Demonic forces have brought a grudge match to Dante's front door, turning the pleasure pier on which he lives into a nightmarish limbo dimension, a twisted version of the real world with a sneering layer of satire, where neon arcade signs read "Spend Money" and "Gluttony's Good," and omnipresent security cameras house twitchy red eyeballs. Only Dante can see (and shoot and skewer) the denizens of limbo, though the impact of certain actions crosses back into the real world; when Dante and his hunter demon adversary tear down a Ferris wheel, it's sent crashing and rolling down the pier in the land of the living as well.
But nakedness and hellish backdrop aside, how does it play? Very nicely, in fact. The action doesn't cleave quite as close to Devil May Cry 4's as claimed (if it did, why bother with a reboot?), but it's emphatically a Devil May Cry game, with the essentials firmly in place.

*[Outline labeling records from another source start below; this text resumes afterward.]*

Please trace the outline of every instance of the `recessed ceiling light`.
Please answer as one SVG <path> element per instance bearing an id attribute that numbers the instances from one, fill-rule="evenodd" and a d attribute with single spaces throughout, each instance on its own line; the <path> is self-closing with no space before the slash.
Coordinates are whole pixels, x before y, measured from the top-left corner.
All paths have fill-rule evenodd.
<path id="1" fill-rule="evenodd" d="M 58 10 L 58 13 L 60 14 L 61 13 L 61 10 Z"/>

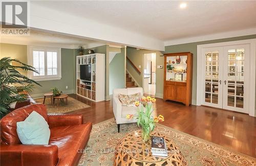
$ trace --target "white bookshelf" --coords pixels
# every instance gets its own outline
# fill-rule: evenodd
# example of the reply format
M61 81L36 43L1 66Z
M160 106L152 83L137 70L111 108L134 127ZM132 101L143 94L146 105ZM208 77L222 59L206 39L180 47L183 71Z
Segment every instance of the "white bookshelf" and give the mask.
M91 65L91 81L81 80L80 67ZM76 94L98 102L105 100L105 54L76 56Z

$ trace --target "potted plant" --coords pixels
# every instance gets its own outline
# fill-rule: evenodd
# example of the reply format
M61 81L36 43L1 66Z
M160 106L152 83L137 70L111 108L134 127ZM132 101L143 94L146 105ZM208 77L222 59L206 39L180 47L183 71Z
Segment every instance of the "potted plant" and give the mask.
M79 53L79 55L82 55L83 54L83 50L84 50L84 47L82 45L78 46L77 48L77 52Z
M53 96L60 96L61 94L62 93L62 91L60 91L56 87L53 88L51 89L51 90L52 90L52 93L53 93Z
M13 65L13 62L18 65ZM35 84L41 86L36 81L20 74L18 69L36 73L33 66L22 63L16 59L4 57L0 60L0 116L3 117L10 112L10 105L14 102L26 100L23 91L31 92Z
M156 123L163 122L164 117L162 115L154 117L151 115L153 112L153 103L155 103L156 99L148 96L142 98L140 101L135 103L138 107L137 114L127 114L126 118L131 119L136 118L138 120L137 122L138 126L141 126L142 140L147 142L150 138L150 133L154 130L156 126ZM143 104L143 103L144 104ZM143 105L145 105L144 107Z

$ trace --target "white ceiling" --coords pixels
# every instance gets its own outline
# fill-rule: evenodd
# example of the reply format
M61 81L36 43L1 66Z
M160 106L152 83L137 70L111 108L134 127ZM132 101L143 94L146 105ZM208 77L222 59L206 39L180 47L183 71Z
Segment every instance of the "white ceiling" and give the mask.
M163 41L256 28L255 1L189 1L186 2L187 8L183 9L179 8L181 2L74 1L33 3Z
M78 37L63 35L52 32L44 32L38 30L31 30L29 36L1 36L0 41L3 43L25 45L59 46L62 48L75 49L79 45L86 48L104 44L113 45L116 47L122 45L110 43L106 42L90 40L83 37Z

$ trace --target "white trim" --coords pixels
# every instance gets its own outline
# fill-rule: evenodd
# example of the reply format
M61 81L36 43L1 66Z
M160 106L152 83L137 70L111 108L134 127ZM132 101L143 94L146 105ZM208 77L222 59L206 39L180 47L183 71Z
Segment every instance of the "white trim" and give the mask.
M45 52L45 76L34 76L33 72L29 71L28 72L28 76L29 78L32 79L35 81L48 81L60 80L61 79L61 49L52 47L45 47L36 45L28 45L27 46L27 57L28 64L31 66L33 66L33 50L41 50ZM47 51L56 51L57 52L57 75L47 76L47 59L46 52Z
M225 46L232 45L246 44L250 44L250 83L249 85L249 101L248 105L249 115L252 116L255 116L255 60L256 60L256 39L241 40L223 42L220 43L215 43L206 44L201 44L197 45L197 105L200 106L202 105L203 99L202 99L202 88L199 87L202 87L202 82L201 81L202 79L201 65L202 56L201 50L203 48L207 48L211 47L217 46Z
M74 93L74 89L70 89L70 90L63 90L63 94L73 94ZM31 98L32 98L34 99L40 99L44 98L44 94L45 93L38 93L38 94L31 94L30 96L31 96Z
M108 96L106 96L106 100L105 100L105 101L110 101L110 96L111 95L108 95Z
M137 86L138 86L138 87L141 87L141 86L140 86L140 85L139 84L139 83L138 83L138 82L137 82L137 81L136 81L136 80L135 80L135 79L134 79L134 77L133 77L133 75L132 75L131 74L131 73L130 73L130 72L129 72L127 69L126 69L126 72L127 72L127 73L128 73L128 74L129 74L129 75L131 76L131 77L132 77L132 79L133 80L133 81L134 81L134 82L135 82L135 83L137 84L136 85L137 85ZM125 78L126 78L126 76L125 76ZM126 82L126 80L125 80L125 82Z
M178 38L164 41L164 46L173 45L191 42L224 39L230 37L256 34L256 28L215 33L203 36Z

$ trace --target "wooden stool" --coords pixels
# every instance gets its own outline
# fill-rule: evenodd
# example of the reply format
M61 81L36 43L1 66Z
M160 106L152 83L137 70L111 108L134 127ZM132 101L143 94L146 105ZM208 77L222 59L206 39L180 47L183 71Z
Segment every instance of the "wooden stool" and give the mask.
M51 97L51 105L52 105L53 100L53 93L52 92L46 93L44 94L44 103L42 104L45 104L45 102L46 101L46 98L48 97Z
M57 99L57 107L59 106L59 99L60 99L60 102L63 102L64 99L66 99L66 103L68 105L68 97L67 94L60 94L53 97L53 103L54 103L55 99Z

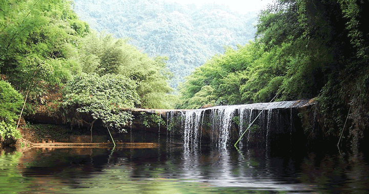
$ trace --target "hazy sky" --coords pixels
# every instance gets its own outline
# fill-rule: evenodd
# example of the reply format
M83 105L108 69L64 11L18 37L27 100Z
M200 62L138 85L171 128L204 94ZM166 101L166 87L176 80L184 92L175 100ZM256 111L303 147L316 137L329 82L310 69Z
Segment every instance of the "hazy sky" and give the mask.
M240 13L245 13L250 11L261 10L264 6L271 3L272 0L164 0L166 2L177 2L181 4L194 3L198 7L206 3L215 3L216 4L225 4L229 8Z

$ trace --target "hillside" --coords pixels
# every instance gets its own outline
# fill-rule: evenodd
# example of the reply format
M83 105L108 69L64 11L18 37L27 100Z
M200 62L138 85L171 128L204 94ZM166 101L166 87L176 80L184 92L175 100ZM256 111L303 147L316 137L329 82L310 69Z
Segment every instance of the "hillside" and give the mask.
M224 5L197 7L157 0L74 0L74 10L91 28L130 43L149 57L166 56L176 87L195 67L225 46L235 48L254 39L255 12L240 14Z

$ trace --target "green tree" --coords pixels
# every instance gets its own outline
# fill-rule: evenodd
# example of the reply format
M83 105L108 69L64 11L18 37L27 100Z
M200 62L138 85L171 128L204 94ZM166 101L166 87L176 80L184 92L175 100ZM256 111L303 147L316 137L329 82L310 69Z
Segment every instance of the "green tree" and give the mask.
M95 122L101 119L108 127L123 129L132 119L132 114L122 108L134 108L139 103L136 83L123 76L82 73L66 85L63 105L71 118L89 124L92 130ZM84 116L83 117L83 116ZM85 120L91 116L92 120Z
M20 138L16 127L23 98L8 83L0 81L0 142L7 138Z

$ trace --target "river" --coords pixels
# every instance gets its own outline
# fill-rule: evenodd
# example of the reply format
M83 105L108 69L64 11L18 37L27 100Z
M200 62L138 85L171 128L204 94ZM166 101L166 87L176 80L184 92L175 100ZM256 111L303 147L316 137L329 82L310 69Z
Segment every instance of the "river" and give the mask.
M337 150L161 147L0 151L0 193L364 193L368 159Z

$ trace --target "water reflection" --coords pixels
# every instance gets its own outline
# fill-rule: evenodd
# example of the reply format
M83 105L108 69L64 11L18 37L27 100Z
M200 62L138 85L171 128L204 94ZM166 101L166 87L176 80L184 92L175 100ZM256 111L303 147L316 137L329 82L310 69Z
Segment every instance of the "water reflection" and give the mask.
M32 149L0 152L0 193L365 193L362 153Z

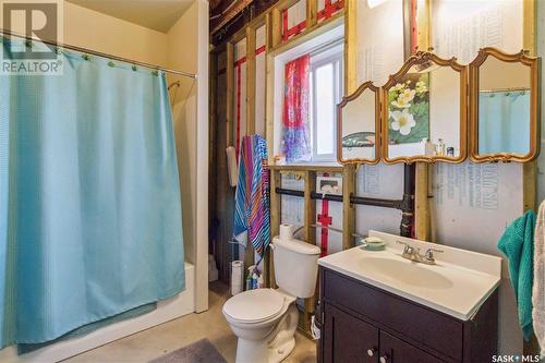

There are scores and combos and grades to beat the band, and paths locked off with supernatural obstacles until you clobber all the demonic nasties in the area.
Dante is armed with his canonical twin handguns and sword, but also an angelic and a demonic weapon (an ethereal scythe and a fiery axe in our hands-on), tied respectively to the left and right triggers. The face buttons call up a familiar set of moves--shoot, stab, launch--but, in combination with a trigger, also bring the corresponding special weapon into play.
With an angel weapon active, Dante can grapple across an arena to a distant enemy (or up to a flying one) or swing around with a quick, wide-ranging attack, and the "launch" manoeuvre with the angelic weapon equipped can whirl a whole host of spindly demons skyward. With the devilish weapon enabled, Dante can drag a lighter enemy from across the arena into stabbing range, pull a flying foe out of the sky, or bash a shielded, heavy enemy with a more powerful blow.
The angel and demon weapons amount to a combat system with instant switching between a quick and a heavy mode, lots of variety for creating combos, and the means to stay all up in the enemy's grille for chained attacks. A flock of cherubic flying monsters, for instance, lets you string together a series of grapples, hoisting Dante higher and higher over the battlefield, smashing demons all the way--and staying aloft by shooting and skewering the enemy is gleeful good fun, with the soundtrack music and vocals ramping up according to how high your grade rises. So relax: there's much more to DMC than a bratty hero with a controversial haircut.